If you implement stemming, make it an optional command line parameter "-stem".

B. Instead of the output of CompareWorks being just yes or no, you may want to do something like have the output include a confidence rating, i.e., yes (80%) meaning "I am 80% sure these were written by the same author." In addition, you may want to use a cleverer metric for judging similarity than the sum of squared differences in frequencies. How you go about this is largely up to you, and there are good solutions using techniques from areas ranging from statistical analysis to artificial intelligence. Before diving into anything, it may be a good idea to run your general idea by your TA. A variable amount of extra credit will be awarded depending on the creativity and thought that is put into your program and of course, how well it works.

Turn-In Instructions

This is a group assignment. You may work in a group of one to three people.

Turn in electronically all the relevant source files only. Follow the usual instructions.

Bring to class the printouts of the source files as well as written answers to the required questions above. Also, write down separately anything interesting about your implementation (especially if you did something for extra credit). Be sure to specify the members of your group and which of you did the electonic submission.
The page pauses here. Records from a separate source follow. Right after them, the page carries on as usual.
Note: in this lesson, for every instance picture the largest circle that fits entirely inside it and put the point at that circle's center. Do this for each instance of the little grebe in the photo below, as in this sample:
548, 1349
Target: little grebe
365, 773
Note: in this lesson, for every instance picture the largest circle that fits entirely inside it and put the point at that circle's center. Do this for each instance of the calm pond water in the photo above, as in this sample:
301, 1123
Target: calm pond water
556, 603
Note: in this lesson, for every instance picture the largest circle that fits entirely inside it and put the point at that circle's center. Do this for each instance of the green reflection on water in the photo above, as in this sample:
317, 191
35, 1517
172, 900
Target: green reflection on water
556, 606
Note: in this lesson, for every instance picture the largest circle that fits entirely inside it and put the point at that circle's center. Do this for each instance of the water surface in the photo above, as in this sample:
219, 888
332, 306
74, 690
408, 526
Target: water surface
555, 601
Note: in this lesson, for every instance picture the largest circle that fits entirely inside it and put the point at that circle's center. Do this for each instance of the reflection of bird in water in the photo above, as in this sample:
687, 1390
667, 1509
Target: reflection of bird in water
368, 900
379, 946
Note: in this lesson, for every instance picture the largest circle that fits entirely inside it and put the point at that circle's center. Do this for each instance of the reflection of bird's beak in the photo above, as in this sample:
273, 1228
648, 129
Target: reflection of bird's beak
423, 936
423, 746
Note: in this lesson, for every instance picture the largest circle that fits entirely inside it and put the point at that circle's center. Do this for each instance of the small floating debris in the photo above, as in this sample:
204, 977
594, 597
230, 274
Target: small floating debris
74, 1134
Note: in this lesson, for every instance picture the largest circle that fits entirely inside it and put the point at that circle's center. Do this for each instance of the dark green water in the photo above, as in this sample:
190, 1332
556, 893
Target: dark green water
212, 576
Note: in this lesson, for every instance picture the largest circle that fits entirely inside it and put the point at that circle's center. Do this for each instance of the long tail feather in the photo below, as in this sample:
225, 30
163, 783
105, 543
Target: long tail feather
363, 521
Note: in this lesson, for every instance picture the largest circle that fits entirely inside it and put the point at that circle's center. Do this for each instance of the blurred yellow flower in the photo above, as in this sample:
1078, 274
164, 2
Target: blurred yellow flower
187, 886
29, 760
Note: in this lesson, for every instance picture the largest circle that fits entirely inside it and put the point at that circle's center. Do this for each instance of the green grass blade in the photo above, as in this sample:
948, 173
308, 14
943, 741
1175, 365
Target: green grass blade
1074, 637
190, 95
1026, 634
To ensure we get consistent-looking printouts, please use the following command to print from UNIX:

        enscript Pps329 -DDuplex:true -DTumble:true -2 -r -C --word-wrap G *.java

This assumes that you are sending your files to the printer ps329 and that you are in the directory with all your Java source files, referred to by *.java. Adjust this command as appropriate.

Reference Files

You will find a modest collection of text files in /cse/courses/cse326/texts, including:

hamlet.txt (Hamlet, by Shakespeare?)
alls-well-that-ends-well.txt (All's Well That Ends Well, by Shakespeare?)
the-new-atlantis.txt (The New Atlantis, by Bacon)
the-essays.txt (The Essays, by Bacon)
bible-king-james.txt (King James Bible, by ??)

Interesting Tidbits

Word frequency analysis plays an important role in Cryptanalysis, the science of breaking secretly encoded messages. The first mention of using the frequency distribution of a language to to break codes was in a 14-volume Arabic encyclopedia written by al-Qalqashandi in 1412. The idea is attributed Ibn al-Duraihim, the brilliant 13th century Arab Cryptanalyst. If you are interested in cryptography, be sure to check out The Code Book by Simon Singh. This is great introduction to cryptography and cryptanalysis.

Wondering where we got these text files? From the Project Gutenburg site, which has thousands of books as plain text files! Their mission is to provide electronic versions of many popular public domain texts. Check it out! Try running your word counting program on the King James Bible. (Guess which word comes up more frequently in the Bible "he" or "she?"... and by a factor of what?)

Think computer science is all fun and games? The Codebreakers, by David Kahn, is a fascinating look at many of the problems solved by crypotanalysis, from breaking WWII secret messages to the very question of who wrote Shakespeare's works!

Credits

This assignment is based on past incarnations developed by Steve Wolfman and Henry Kautz.

Text files are courtesy of the Project Gutenburg.

A Reminder

The literature professor demands that all the data structures you write be your own. She has seen lots of them on the web and in other places, but those simply don't cut it! Please be sure you do not reference library data structures or copy (even partially) any code that is available from a variety of sources. The goal of this class is for you to learn how to implement and use each data structure, not simply to copy and use.